Can't do parallel computing

I want to load Resnet model and change last layer to fit my class numbers. But after I use data parallel function right after the modified model. it give this error.

RuntimeError: module must have its parameters and buffers on device cuda:0 (device_ids[0]) but found one of them on device: CPU

this is the code:

if args.resume:
         if os.path.isfile(args.resume):
             print("=> loading checkpoint '{}'".format(args.resume))
             checkpoint = torch.load(args.resume)
             args.start_epoch = checkpoint['epoch']
             best_prec1 = checkpoint['best_prec1']
             model.load_state_dict(checkpoint['state_dict'])
             model.module.fc=nn.Linear(2048,6).cuda()
             if 'optimizer' in checkpoint:
                 optimizer.load_state_dict(checkpoint['optimizer'])
             print("=> loaded checkpoint '{}' (epoch {})"
                   .format(args.resume, checkpoint['epoch']))
         else:
             print("=> no checkpoint found at '{}'".format(args.resume))
     
cudnn.benchmark = True
#model = model.cuda()
model = torch.nn.DataParallel(model, device_ids=list(range(args.ngpu)))

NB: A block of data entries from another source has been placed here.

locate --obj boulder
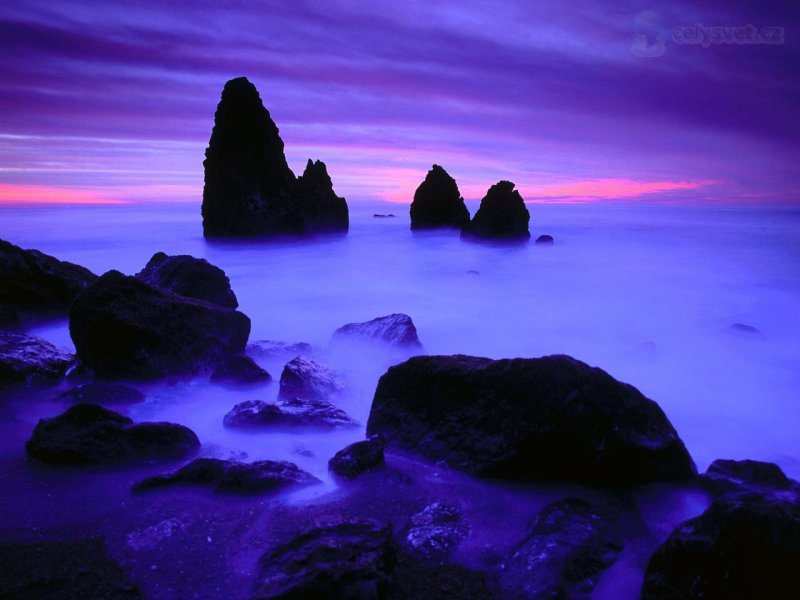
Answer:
[367,355,695,485]
[134,458,319,493]
[641,461,800,600]
[278,356,344,400]
[69,271,250,379]
[25,404,200,465]
[252,519,396,600]
[410,165,469,230]
[328,435,386,479]
[461,181,531,242]
[223,398,358,429]
[202,77,349,238]
[136,252,239,308]
[0,331,75,388]
[333,313,422,350]
[499,498,624,599]
[0,240,97,324]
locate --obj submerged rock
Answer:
[134,458,319,493]
[252,519,396,600]
[499,498,624,598]
[25,404,200,465]
[202,77,349,238]
[410,165,469,230]
[69,271,250,379]
[328,435,386,479]
[136,252,239,308]
[0,331,75,388]
[333,313,422,350]
[461,181,531,242]
[367,355,695,484]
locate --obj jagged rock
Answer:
[252,519,396,600]
[641,461,800,600]
[25,404,200,465]
[461,181,531,242]
[136,252,239,308]
[333,313,422,350]
[0,538,144,600]
[211,354,272,385]
[0,331,75,387]
[203,77,349,238]
[69,271,250,379]
[58,381,144,404]
[367,355,695,484]
[328,435,386,479]
[134,458,319,493]
[0,240,97,325]
[278,356,344,400]
[499,498,624,599]
[223,398,358,429]
[410,165,469,229]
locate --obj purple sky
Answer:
[0,0,800,204]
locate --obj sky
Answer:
[0,0,800,205]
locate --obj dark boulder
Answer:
[367,355,695,485]
[25,404,200,465]
[203,77,349,238]
[642,461,800,600]
[328,435,386,479]
[410,165,469,230]
[211,354,272,385]
[223,398,358,429]
[136,252,239,308]
[69,271,250,379]
[333,313,422,350]
[0,331,75,388]
[499,498,624,599]
[252,519,396,600]
[461,181,531,242]
[134,458,319,494]
[0,240,97,324]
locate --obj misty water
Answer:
[0,203,800,597]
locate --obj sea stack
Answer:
[461,181,531,242]
[202,77,349,238]
[411,165,469,230]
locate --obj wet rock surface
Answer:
[367,355,695,484]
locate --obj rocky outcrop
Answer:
[134,458,319,493]
[223,398,358,429]
[25,404,200,465]
[367,355,695,484]
[410,165,469,230]
[461,181,531,242]
[203,77,349,238]
[0,240,97,325]
[328,435,386,479]
[499,498,624,599]
[252,519,396,600]
[0,331,75,388]
[333,313,422,350]
[69,271,250,379]
[641,461,800,600]
[136,252,239,308]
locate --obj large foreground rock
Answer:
[367,355,695,484]
[203,77,349,238]
[642,461,800,600]
[410,165,469,230]
[25,404,200,465]
[136,252,239,308]
[252,520,396,600]
[69,271,250,378]
[0,331,75,388]
[461,181,531,242]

some times it also has another problem:
RuntimeError: Expected all tensors to be on the same device, but found at least two devices, cuda:1 and cuda:0! (when checking argument for argument weight in method wrapper_CUDA__cudnn_convolution)
Can anyone help me? thank you so much

I don’t see any obvious issues in the posted code snippet so could you create a minimal and executable code able to reproduce the issue?

I add torch.cuda.set_device(‘cuda:0’)
this works for me.
Thank you